Werner Boote: Konzerne lügen über Nachhaltigkeit, aber es gibt einen Ausweg

Wir können sie aufhalten.

Screenshot The Green Lie
Regisseur Werner Boote mit Journalistin Kathrin Hartmann und dem Umweltaktivisten Feri Irawan in Indonesien

Konzerne sagen mir immer, dass ich die Welt retten kann. Die Orang-Utans, die Delfine, den Regenwald, ja sogar uns Menschen. Und alles, was ich dafür tun muss, ist nachhaltige und faire Produkte zu kaufen.

Umweltschonende Elektroautos, nachhaltig produzierte Lebensmittel.

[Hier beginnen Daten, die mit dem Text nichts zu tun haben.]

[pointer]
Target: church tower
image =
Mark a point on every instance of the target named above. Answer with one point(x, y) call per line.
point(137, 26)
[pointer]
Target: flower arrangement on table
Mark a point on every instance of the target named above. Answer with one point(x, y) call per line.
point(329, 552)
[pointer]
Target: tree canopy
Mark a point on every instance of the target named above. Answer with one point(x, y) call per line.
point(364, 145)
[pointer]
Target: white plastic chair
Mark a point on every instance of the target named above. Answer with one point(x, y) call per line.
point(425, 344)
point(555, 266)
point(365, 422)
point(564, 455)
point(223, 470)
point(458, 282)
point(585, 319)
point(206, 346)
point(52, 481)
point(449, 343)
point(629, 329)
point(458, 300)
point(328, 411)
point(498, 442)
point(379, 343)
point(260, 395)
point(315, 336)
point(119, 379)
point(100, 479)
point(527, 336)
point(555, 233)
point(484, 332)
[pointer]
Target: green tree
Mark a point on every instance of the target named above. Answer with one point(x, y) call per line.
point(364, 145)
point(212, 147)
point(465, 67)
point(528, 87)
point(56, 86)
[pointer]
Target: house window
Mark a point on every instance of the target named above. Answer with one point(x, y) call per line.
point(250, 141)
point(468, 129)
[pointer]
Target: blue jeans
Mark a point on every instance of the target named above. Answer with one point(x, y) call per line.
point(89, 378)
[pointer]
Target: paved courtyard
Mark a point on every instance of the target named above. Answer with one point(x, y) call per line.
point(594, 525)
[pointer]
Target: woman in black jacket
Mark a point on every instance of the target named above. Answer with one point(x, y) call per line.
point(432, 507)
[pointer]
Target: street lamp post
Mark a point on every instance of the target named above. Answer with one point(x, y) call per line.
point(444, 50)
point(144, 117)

Wenn wir den Konzernen glauben, können wir mit Kaufentscheidungen die Welt retten. Aber das ist eine Lüge.

Unser System ist ein Trümmerhaufen und wir stecken alle mit drin. Konzerne beuten Menschen aus, töten Tiere, zerstören die Umwelt. Es geht nur um Profitgier.

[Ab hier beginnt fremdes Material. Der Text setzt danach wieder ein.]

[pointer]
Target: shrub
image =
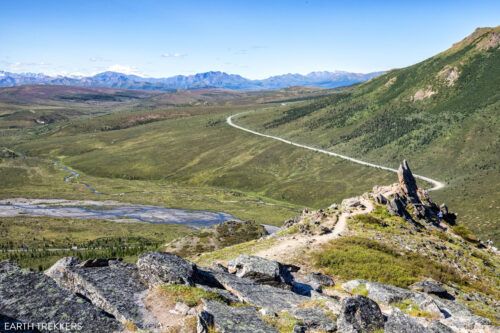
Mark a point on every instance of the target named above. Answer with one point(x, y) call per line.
point(191, 296)
point(465, 233)
point(362, 258)
point(411, 308)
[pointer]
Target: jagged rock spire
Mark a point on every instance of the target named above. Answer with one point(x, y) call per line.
point(407, 182)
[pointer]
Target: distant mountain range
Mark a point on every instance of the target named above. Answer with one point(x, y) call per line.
point(201, 80)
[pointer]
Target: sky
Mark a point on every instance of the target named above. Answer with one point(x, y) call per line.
point(253, 38)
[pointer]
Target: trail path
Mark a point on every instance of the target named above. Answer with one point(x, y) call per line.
point(292, 246)
point(437, 185)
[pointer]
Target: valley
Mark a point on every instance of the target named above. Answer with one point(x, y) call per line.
point(205, 167)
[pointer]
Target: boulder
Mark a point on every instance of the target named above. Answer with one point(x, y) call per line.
point(384, 293)
point(359, 314)
point(30, 297)
point(458, 316)
point(227, 319)
point(351, 203)
point(260, 270)
point(113, 286)
point(431, 287)
point(380, 199)
point(407, 183)
point(304, 284)
point(399, 322)
point(315, 319)
point(159, 268)
point(261, 295)
point(396, 206)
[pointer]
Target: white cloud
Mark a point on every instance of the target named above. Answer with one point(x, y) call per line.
point(124, 69)
point(98, 59)
point(173, 55)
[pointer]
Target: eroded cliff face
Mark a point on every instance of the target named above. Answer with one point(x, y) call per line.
point(251, 292)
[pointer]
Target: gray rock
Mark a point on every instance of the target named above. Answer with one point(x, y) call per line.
point(159, 268)
point(351, 203)
point(398, 322)
point(226, 295)
point(407, 183)
point(261, 295)
point(438, 327)
point(113, 286)
point(380, 199)
point(384, 293)
point(431, 287)
point(315, 319)
point(227, 319)
point(396, 206)
point(459, 316)
point(318, 281)
point(181, 308)
point(260, 270)
point(359, 314)
point(305, 284)
point(31, 297)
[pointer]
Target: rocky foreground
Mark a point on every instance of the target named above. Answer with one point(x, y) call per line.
point(252, 292)
point(163, 292)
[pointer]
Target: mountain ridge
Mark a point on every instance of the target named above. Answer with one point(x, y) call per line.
point(210, 79)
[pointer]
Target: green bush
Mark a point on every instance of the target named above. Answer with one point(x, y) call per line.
point(191, 296)
point(465, 233)
point(362, 258)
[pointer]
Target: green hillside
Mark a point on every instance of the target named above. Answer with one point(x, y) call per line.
point(441, 114)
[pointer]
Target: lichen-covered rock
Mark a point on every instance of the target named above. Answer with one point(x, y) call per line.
point(359, 314)
point(384, 293)
point(260, 270)
point(305, 284)
point(458, 316)
point(351, 203)
point(159, 268)
point(113, 286)
point(315, 319)
point(261, 295)
point(431, 287)
point(34, 298)
point(227, 319)
point(399, 322)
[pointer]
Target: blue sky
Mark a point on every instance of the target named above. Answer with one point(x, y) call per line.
point(253, 38)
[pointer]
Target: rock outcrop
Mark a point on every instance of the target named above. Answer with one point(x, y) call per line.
point(261, 270)
point(106, 295)
point(113, 286)
point(227, 319)
point(39, 304)
point(359, 314)
point(411, 202)
point(162, 268)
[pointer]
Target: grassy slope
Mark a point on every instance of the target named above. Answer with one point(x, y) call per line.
point(451, 136)
point(202, 151)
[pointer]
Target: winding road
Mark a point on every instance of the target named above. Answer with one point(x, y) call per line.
point(437, 185)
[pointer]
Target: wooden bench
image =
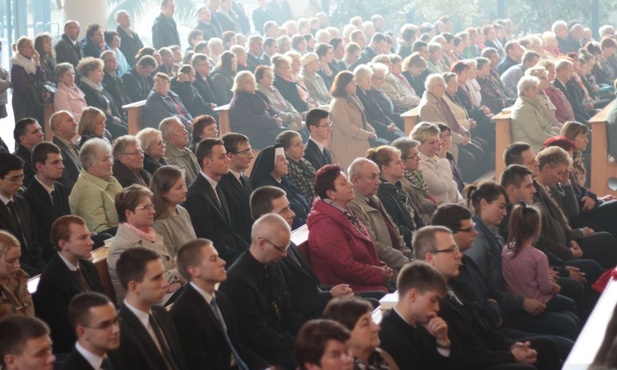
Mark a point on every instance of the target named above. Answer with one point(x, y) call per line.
point(134, 115)
point(601, 169)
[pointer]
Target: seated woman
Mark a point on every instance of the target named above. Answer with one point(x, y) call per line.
point(529, 124)
point(271, 168)
point(136, 216)
point(413, 183)
point(152, 144)
point(340, 248)
point(13, 280)
point(223, 78)
point(270, 94)
point(250, 115)
point(91, 75)
point(396, 203)
point(171, 221)
point(204, 126)
point(300, 171)
point(355, 314)
point(128, 166)
point(434, 166)
point(68, 96)
point(92, 197)
point(163, 103)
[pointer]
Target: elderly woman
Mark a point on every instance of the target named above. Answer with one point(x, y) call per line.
point(136, 215)
point(91, 125)
point(270, 94)
point(154, 149)
point(250, 115)
point(529, 124)
point(350, 130)
point(355, 314)
point(13, 280)
point(68, 96)
point(271, 168)
point(163, 103)
point(313, 81)
point(413, 183)
point(92, 197)
point(26, 75)
point(128, 166)
point(300, 171)
point(171, 221)
point(434, 166)
point(91, 72)
point(340, 248)
point(223, 77)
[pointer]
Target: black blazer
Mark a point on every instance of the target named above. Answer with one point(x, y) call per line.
point(238, 200)
point(137, 349)
point(210, 222)
point(201, 336)
point(72, 166)
point(317, 158)
point(31, 259)
point(53, 294)
point(46, 212)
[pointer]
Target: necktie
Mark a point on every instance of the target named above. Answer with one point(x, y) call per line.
point(219, 317)
point(163, 345)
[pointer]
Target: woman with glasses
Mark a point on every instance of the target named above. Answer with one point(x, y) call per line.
point(128, 166)
point(136, 215)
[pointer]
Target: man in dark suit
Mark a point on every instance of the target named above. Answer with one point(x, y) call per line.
point(64, 127)
point(257, 291)
point(207, 204)
point(69, 49)
point(95, 321)
point(148, 338)
point(45, 194)
point(131, 43)
point(320, 127)
point(235, 185)
point(16, 216)
point(68, 273)
point(27, 134)
point(204, 319)
point(164, 29)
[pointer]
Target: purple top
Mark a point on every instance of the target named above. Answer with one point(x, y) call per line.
point(527, 273)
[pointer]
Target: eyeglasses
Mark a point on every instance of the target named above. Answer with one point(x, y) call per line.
point(107, 324)
point(280, 249)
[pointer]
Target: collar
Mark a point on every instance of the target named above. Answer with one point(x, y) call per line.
point(94, 360)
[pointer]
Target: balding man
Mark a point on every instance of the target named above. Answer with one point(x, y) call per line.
point(256, 289)
point(69, 49)
point(64, 127)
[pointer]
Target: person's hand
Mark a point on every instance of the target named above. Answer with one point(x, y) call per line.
point(341, 290)
point(533, 306)
point(576, 250)
point(523, 353)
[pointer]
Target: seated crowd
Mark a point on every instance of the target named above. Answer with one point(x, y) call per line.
point(201, 269)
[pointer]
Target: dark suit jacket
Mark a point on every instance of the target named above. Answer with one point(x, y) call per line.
point(45, 213)
point(317, 158)
point(130, 45)
point(137, 350)
point(201, 336)
point(31, 259)
point(238, 200)
point(72, 166)
point(210, 222)
point(55, 290)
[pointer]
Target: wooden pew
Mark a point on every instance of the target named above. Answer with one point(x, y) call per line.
point(503, 138)
point(134, 115)
point(601, 169)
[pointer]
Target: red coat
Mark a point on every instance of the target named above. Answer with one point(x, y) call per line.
point(340, 253)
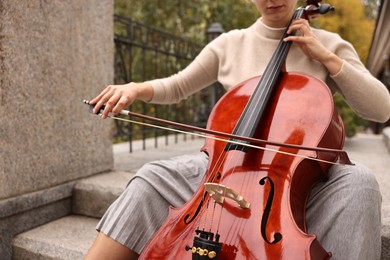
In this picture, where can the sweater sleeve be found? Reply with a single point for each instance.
(365, 94)
(197, 75)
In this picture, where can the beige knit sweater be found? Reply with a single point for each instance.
(241, 54)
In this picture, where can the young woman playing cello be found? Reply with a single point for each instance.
(343, 212)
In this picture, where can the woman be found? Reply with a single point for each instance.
(344, 212)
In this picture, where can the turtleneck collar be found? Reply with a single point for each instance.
(268, 32)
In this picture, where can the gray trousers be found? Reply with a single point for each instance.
(344, 212)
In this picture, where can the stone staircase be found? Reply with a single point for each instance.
(71, 236)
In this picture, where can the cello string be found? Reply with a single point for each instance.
(225, 140)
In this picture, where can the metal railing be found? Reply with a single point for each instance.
(145, 53)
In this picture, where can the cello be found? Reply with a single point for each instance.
(251, 203)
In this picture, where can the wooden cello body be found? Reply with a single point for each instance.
(251, 203)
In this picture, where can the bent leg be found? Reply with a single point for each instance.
(345, 213)
(105, 247)
(142, 208)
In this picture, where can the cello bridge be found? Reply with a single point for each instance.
(219, 192)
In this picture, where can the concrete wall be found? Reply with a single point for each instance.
(53, 54)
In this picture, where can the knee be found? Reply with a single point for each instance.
(358, 181)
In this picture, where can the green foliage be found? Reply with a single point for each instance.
(354, 20)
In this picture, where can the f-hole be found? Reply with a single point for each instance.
(267, 211)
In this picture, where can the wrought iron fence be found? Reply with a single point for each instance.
(144, 53)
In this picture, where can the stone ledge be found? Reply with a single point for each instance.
(386, 137)
(67, 238)
(93, 195)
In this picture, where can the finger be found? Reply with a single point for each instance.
(103, 100)
(110, 104)
(123, 102)
(96, 99)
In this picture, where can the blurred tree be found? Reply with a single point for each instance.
(354, 20)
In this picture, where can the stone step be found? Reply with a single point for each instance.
(92, 196)
(68, 238)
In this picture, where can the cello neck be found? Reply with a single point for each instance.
(255, 108)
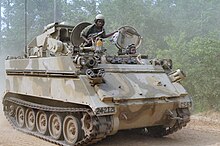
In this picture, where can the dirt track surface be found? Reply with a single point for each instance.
(201, 131)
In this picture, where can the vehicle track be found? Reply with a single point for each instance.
(199, 132)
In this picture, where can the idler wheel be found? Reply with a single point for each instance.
(41, 122)
(71, 129)
(20, 114)
(55, 126)
(30, 119)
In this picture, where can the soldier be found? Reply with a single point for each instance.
(97, 29)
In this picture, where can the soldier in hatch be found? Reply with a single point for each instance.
(94, 30)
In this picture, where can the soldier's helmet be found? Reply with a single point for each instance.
(99, 17)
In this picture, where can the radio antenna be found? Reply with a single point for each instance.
(54, 11)
(25, 27)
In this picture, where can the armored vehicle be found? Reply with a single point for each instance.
(69, 94)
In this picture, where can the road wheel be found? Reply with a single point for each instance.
(41, 122)
(20, 114)
(55, 126)
(71, 129)
(30, 119)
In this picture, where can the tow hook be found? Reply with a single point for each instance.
(172, 116)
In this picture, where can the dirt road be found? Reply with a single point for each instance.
(200, 132)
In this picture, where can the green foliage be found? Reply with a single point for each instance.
(199, 58)
(185, 31)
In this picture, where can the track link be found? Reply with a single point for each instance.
(100, 125)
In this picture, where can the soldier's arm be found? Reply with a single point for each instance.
(108, 35)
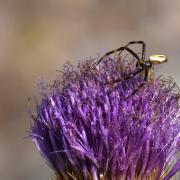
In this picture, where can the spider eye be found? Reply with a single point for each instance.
(158, 59)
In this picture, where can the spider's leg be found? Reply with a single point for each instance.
(137, 42)
(121, 49)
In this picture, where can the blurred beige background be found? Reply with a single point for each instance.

All das verstecken sie unter einem grünen Deckmäntelchen. Grüne Logos, grüne Webseiten auf denen es von Bäumen, Wäldern, Wiesen wimmelt. Werbespots mit glücklichen Menschen in der Natur.

Nichts davon ist nachhaltig, umweltschonend oder sozial gerecht. Konzerne zerstören die Welt. Und niemand hält sie auf.

Was kann ein gewöhnlicher Konsument wie ich tun, damit die Zerstörung endet? Und muss ich dafür wirklich nur richtig einkaufen?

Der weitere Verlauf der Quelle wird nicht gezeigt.